Method 400 may be performed by server 110 that reorganizes table 100 of FIG. 1 to form the example database 500 in FIG. 5 thereby simplifying the storing of data and minimizing use of data repeats in the database. In an alternative example embodiment, method 400 may be performed at a pre-defined schedule wherein the denormalized table (e.g. table 100) that is used to initially hold the data is provided and then reorganized using blocks 410-430 at a schedule set by the administrator. For example, reorganization of the data records from the denormalized table 100 to database 500 may be performed once every week, or once every two weeks.

In another example embodiment, the reorganization of the denormalized table may be performed when the denormalized table includes a pre-defined number of data records. For example, once the denormalized table contains 500 data records, method 400 may be performed to reorganized the data records and minimize repeats.

In another alternative example embodiment, if the example database of FIG. 5 has already been set, the table may further be organized using method 400 as newly generated data records are received by server 310 from data sources 305. When the server 310 receives a new data record from at least one of data sources 105, server may determine if the new data record contains high cardinality or low cardinality columns, and processes the data record using method 400 at blocks 410-430, accordingly. For example, server 310 may receive an example data record with the following values under the example columns set forth in table 100 of FIG. 1:

Value=93.0

Timestamp=1377538502

Measurement=degrees f

Ins ID=0021

Mobile=N

Model=SC02

Zip=66228

Street=6823 New Orchard Rd

Using the example steps of method 400, row values under Value and Timestamp columns are determined to be high cardinality since Value=93.0 and Timestamp=1377538502 are substantially unique and/or values do not repeat more than the predefined threshold such as, for example, four times. The new row values under the Value and Timestamp columns of the new data record are then added to the Facts table 505 as a new fact record having an example Fact ID=021.

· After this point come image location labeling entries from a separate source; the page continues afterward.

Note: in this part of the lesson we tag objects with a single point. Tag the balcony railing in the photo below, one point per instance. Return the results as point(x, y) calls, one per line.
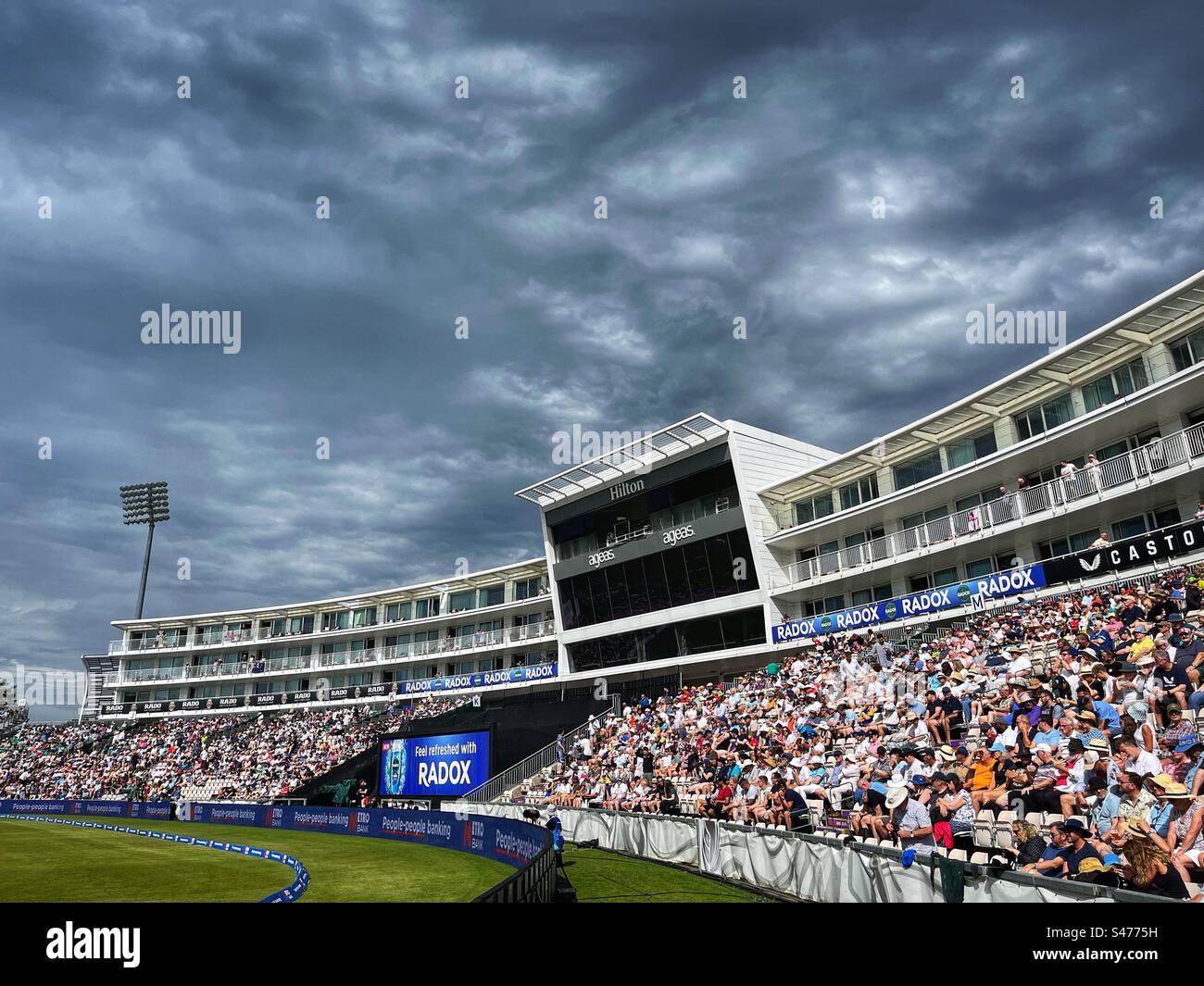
point(169, 641)
point(1122, 473)
point(481, 641)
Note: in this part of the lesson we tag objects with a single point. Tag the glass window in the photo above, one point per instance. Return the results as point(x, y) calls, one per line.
point(971, 448)
point(976, 569)
point(944, 576)
point(918, 469)
point(1131, 528)
point(1166, 517)
point(338, 619)
point(461, 601)
point(1188, 349)
point(859, 492)
point(637, 589)
point(1058, 412)
point(528, 589)
point(814, 508)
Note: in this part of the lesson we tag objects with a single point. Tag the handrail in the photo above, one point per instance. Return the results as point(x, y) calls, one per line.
point(534, 762)
point(1087, 484)
point(374, 655)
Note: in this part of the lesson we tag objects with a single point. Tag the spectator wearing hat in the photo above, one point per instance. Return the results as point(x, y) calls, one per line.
point(1078, 850)
point(1133, 756)
point(954, 805)
point(1193, 777)
point(909, 824)
point(1148, 867)
point(1178, 729)
point(1184, 840)
point(1190, 652)
point(1052, 862)
point(1040, 793)
point(1169, 684)
point(1028, 846)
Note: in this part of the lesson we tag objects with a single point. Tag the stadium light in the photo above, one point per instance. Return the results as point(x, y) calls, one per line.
point(144, 504)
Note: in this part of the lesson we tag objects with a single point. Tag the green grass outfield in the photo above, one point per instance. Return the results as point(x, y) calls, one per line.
point(46, 864)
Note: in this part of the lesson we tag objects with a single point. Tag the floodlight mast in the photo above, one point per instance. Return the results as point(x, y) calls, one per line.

The other columns of the new data record may be determined to belong low cardinality values since at least some of the values under Measurement, Ins ID, Mobile, Model, Zip and Street fields occur in the table more than the predetermined threshold such as, for example, four times.

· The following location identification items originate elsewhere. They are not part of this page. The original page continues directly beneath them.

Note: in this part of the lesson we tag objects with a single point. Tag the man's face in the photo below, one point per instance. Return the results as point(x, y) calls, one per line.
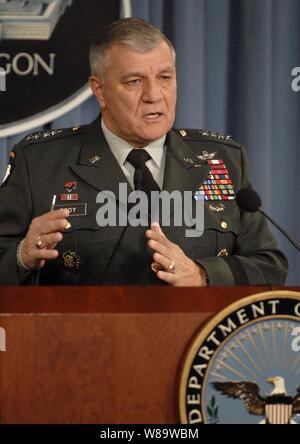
point(138, 93)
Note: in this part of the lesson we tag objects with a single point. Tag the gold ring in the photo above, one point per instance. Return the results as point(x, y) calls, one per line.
point(172, 267)
point(155, 266)
point(38, 242)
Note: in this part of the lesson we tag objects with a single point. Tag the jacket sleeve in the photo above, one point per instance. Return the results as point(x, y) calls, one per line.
point(15, 217)
point(256, 259)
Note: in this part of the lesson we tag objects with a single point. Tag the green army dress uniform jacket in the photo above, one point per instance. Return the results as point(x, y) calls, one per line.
point(236, 247)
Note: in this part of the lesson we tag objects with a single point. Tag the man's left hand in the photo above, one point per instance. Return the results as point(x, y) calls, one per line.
point(186, 273)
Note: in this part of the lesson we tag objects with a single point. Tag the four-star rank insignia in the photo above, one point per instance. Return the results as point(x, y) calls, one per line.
point(71, 260)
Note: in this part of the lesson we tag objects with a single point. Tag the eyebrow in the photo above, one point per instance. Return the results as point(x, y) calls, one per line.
point(139, 74)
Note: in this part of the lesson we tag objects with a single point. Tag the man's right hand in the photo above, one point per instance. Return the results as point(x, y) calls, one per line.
point(48, 230)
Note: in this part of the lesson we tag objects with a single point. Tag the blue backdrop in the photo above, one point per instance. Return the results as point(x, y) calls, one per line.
point(234, 62)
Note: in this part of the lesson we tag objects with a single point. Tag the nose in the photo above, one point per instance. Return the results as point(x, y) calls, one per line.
point(152, 91)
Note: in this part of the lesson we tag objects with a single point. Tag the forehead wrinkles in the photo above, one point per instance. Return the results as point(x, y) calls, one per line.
point(127, 59)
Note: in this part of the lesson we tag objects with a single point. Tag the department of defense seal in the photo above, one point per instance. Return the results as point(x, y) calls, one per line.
point(244, 365)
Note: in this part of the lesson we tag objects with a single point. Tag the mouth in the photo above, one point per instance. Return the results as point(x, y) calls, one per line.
point(153, 116)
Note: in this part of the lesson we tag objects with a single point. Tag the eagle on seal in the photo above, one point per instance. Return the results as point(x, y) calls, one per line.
point(278, 407)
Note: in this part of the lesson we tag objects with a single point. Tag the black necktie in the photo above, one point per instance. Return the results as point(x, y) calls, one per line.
point(143, 179)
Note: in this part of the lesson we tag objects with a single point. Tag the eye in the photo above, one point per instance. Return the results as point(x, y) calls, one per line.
point(133, 82)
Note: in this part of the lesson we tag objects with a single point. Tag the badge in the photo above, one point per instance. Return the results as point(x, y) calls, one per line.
point(69, 197)
point(70, 186)
point(206, 155)
point(218, 184)
point(94, 159)
point(74, 209)
point(217, 207)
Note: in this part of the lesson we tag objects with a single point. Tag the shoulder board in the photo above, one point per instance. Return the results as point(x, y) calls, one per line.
point(194, 134)
point(42, 136)
point(10, 167)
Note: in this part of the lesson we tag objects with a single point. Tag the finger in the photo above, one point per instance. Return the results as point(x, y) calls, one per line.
point(49, 240)
point(170, 278)
point(158, 236)
point(156, 227)
point(45, 254)
point(56, 214)
point(158, 247)
point(162, 260)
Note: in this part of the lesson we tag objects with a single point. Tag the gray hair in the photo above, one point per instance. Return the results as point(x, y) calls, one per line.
point(134, 33)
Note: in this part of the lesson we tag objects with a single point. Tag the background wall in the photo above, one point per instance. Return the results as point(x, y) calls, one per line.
point(234, 62)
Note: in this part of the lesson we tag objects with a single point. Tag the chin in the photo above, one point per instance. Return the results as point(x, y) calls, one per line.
point(154, 133)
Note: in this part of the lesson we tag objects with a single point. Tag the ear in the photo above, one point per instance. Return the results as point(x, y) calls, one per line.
point(96, 85)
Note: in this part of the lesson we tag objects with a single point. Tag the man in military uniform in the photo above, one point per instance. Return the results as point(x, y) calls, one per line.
point(48, 201)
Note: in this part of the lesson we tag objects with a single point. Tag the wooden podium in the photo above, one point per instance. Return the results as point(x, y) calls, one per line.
point(100, 354)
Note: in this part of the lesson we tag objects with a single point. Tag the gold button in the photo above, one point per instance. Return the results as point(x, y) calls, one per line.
point(224, 224)
point(223, 252)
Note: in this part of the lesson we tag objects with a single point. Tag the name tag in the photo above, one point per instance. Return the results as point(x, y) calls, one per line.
point(74, 209)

It is then determined whether the new row values belong to an existing dimension subset from Dimension Subset Table 515. For this example, Measurement=degrees f corresponds to the Subset ID=1. Example new row values Ins ID=0021, Mobile=N, Model=SC02 also corresponds to an existing dimension Subset ID=005. Example new row values Zip=66228, Street=6823 New Orchard Rd have values that do not correspond to an existing dimension subset. Since Zip and Street columns have been determined to be low cardinality columns, a new dimension subset such as, for example, Subset ID=012 may be created to include the new row values Zip=66228, Street=6823 New Orchard Rd.

It will be appreciated that the actions described and shown in the example flowcharts may be carried out or performed in any suitable order. It will also be appreciated that not all of the actions described in FIG. 4 needs to be performed in accordance with the embodiments of the disclosure and/or additional actions may be performed in accordance with other embodiments of the disclosure.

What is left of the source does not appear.